The development we know today as Highland Palms Senior Estates & Country Club, Inc. was the dream of two brothers from Iran, Sauid and Lofallah Halimi, who began thinking about developing the 140-acre plot in 1960. However, it wasn’t until 1968 that they were finally able to start designing the project, initially named Highland Palms Mobile Estates, under the umbrella of another development they were pursuing in Nevada, Tyrolian Village, Inc.
The actual development of Highland Palms began in 1972 with the clubhouse complex, designed by Sauid’s Son, Henry, together with the paving of the streets, the layout of 180 lots, and the completion of the swimming pool. The community was incorporated on May 30 of that year as Highland Palms Mobile Estates, Inc.
The first Directors of the new corporation were:
The community’s first resident was George Urquhart, who purchased his property in October of 1972.
Later that year, an additional section of land was annexed to the project, bringing the community to its present size of 535 residential lots.
In 1973, Henry was recalled to Iran for compulsory military service and the work on the development was taken over by his cousin, Edward.

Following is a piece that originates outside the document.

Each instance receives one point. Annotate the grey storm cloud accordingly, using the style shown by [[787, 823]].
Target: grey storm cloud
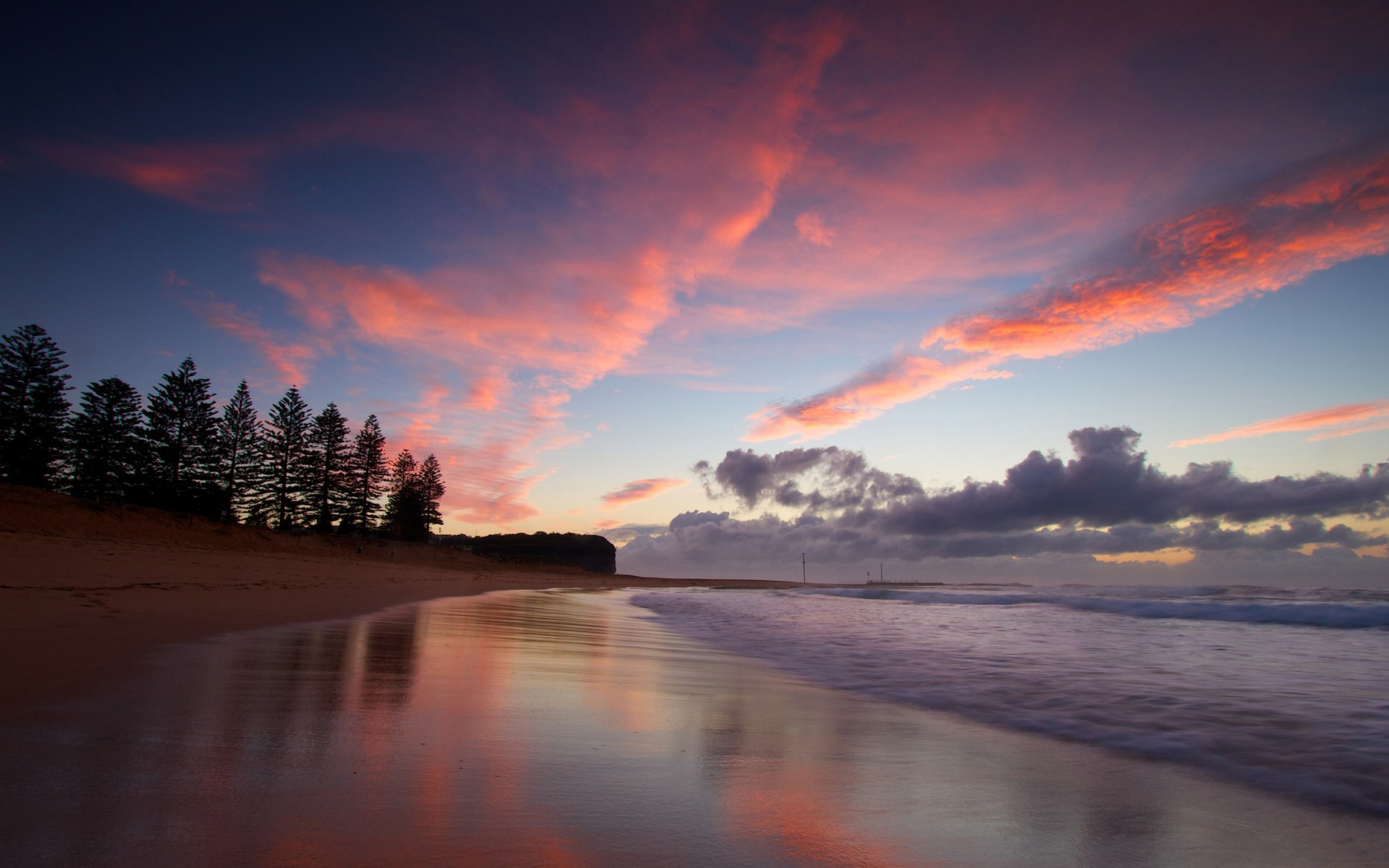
[[1103, 501], [1109, 482]]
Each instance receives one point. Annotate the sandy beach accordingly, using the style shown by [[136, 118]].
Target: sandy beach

Initially, the development was run by a manager, Merle Hancock and his wife, Clara, who left in 1973 and were replaced by Jack Stokes, a professional golfer, who initiated the community’s first open golf tournament, The Highland Fling. Following Jack’s death in 1974, the community changed from a manager-run development to one governed by a board of directors.
At the end of 1975, a supplement to the original Covenants, Conditions & Restrictions (CC&Rs), recorded May 18, 1972, converted the development into an “Adult” community – meaning all residents had to be at least 18-years of age. The supplement also made Highland Palms Mobile Estates, inc. the successor declarant to Tyrolean Village, Inc.
In the mid-70s, the project ran into a variety of troubles and Brentwood Savings & Loan Association took things over, bringing in a project manager, Ernest Roach, to oversee completion of utilities and preparation of lots, and a sales team, Bill and Betty Neeper.
Between them, they finished the development and ultimately turned over clear title to the property to Highland Palms Mobile Estates, Inc. You can see a copy of their brochure promoting the development here.
The CC&Rs were amended again in 1989 to change from an Adult community to a “Community for Older Persons,” meaning persons 55 years of age or older. After the federal Housing for Older Persons Act was passed in 1995, the CC&Rs were amended again to bring the age restrictions into line with the new federal laws and made the minimum age for all residents 55, with a few limited exceptions.
In 2006, the Articles of Incorporation were amended to formally change the name of the community to Highland Palms Senior Estates and Country Club, Inc., which is where things stand today.
EDITOR'S NOTE: Some of the information in this article came from a 1986 history written by Violet V. Hyde and published in the April, 1986, edition of the Highland Palms Highlights newsletter. She is identified as the first secretary of the Highland Palms Homeowners Association and her husband, Henderson Hyde, was the photographer who took the photos in the Brentwood Savings & Loan Association's brochure.